Vector Inference: Easy inference on Slurm clusters¶

This repository provides an easy-to-use solution to run inference servers on Slurm-managed computing clusters using vLLM. This package runs natively on the Vector Institute cluster environment. To adapt to other environments, follow the instructions in Installation.

NOTE: Supported models on Killarney are tracked here

Installation¶

If you are using the Vector cluster environment, and you don't need any customization to the inference server environment, run the following to install package:

pip install vec-inf

Otherwise, we recommend using the provided Dockerfile to set up your own environment with the package. The latest image has vLLM version 0.10.1.1.
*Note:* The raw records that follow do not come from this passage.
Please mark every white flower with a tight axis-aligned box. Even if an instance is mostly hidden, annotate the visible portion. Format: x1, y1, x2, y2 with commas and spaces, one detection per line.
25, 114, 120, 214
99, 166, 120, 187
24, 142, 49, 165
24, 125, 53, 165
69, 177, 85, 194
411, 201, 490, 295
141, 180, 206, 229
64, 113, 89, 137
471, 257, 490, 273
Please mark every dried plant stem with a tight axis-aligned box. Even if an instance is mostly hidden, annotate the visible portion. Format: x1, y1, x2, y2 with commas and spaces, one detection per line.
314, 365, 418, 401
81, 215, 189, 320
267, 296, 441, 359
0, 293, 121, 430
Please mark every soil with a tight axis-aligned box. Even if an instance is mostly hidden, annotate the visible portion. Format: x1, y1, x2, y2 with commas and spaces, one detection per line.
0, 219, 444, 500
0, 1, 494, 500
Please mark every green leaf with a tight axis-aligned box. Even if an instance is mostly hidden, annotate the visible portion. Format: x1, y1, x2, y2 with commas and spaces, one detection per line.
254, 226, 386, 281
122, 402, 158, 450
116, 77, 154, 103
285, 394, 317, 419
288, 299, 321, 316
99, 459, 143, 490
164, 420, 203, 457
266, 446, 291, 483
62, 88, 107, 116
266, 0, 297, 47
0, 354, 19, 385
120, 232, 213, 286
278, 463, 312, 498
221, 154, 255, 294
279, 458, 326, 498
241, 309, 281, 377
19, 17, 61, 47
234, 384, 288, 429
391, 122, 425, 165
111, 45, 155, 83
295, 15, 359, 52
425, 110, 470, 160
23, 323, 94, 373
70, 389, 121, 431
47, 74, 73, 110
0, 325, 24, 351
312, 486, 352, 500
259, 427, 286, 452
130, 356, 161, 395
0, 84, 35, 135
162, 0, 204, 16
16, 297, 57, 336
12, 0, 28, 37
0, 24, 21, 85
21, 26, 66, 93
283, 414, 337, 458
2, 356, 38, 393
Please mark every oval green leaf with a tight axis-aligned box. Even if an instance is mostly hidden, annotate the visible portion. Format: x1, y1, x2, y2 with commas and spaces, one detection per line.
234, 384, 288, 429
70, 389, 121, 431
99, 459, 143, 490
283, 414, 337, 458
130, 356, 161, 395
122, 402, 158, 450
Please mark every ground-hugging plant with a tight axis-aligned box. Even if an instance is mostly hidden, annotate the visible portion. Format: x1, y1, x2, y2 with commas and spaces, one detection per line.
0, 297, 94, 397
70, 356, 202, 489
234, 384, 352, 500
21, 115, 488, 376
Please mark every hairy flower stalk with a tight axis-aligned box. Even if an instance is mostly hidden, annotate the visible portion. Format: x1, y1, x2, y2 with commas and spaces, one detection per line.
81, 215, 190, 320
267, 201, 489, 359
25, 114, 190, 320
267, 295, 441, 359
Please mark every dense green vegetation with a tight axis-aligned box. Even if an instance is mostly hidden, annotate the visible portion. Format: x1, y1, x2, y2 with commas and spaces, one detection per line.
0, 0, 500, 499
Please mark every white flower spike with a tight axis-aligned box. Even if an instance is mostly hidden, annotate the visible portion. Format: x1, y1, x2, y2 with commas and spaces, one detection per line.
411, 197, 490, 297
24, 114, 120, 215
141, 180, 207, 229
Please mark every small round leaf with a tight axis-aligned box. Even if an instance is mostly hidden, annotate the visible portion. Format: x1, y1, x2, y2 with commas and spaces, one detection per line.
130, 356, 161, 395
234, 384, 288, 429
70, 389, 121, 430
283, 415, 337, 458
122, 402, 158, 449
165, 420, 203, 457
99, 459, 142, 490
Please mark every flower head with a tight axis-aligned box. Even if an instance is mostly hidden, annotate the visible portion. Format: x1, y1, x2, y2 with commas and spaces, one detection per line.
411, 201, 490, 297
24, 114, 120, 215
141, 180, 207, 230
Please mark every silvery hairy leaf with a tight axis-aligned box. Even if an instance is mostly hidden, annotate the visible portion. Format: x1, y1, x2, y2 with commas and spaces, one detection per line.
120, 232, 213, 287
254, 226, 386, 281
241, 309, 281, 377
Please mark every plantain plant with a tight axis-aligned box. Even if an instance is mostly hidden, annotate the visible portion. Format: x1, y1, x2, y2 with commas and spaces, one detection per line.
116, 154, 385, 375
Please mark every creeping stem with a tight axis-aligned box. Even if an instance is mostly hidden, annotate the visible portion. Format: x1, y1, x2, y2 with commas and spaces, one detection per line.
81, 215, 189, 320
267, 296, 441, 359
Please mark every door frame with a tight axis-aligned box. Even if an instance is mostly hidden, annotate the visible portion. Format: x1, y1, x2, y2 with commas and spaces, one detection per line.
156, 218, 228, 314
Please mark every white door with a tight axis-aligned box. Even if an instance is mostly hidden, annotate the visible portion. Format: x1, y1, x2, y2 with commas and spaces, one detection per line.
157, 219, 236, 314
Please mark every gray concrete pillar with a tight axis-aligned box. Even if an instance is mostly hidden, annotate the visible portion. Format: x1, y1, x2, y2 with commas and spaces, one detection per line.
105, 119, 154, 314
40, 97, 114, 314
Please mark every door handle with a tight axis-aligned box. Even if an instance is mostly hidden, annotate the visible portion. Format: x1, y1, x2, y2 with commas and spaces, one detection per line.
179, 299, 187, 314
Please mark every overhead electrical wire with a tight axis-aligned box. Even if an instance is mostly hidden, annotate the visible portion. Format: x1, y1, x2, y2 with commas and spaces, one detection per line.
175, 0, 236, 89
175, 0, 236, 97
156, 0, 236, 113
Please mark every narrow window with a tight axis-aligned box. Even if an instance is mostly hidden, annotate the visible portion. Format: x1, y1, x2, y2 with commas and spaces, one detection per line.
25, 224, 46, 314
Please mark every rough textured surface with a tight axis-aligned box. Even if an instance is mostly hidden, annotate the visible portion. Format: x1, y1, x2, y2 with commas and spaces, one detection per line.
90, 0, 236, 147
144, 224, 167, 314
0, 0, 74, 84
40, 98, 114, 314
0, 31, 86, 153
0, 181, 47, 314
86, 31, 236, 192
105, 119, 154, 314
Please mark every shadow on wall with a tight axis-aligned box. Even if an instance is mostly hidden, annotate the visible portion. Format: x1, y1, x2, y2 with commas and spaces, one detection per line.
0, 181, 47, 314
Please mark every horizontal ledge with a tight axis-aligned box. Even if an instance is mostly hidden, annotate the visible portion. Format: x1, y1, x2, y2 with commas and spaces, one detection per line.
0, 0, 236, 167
If you'd like to use vec-inf on your own Slurm cluster, you would need to update the configuration files, there are 3 ways to do it: * Clone the repository and update the environment.yaml and the models.yaml file in vec_inf/config, then install from source by running pip install .. * The package would try to look for cached configuration files in your environment before using the default configuration. The default cached configuration directory path points to /model-weights/vec-inf-shared, you would need to create an environment.yaml and a models.yaml following the format of these files in vec_inf/config. * The package would also look for an enviroment variable VEC_INF_CONFIG_DIR. You can put your environment.yaml and models.yaml in a directory of your choice and set the enviroment variable VEC_INF_CONFIG_DIR to point to that location.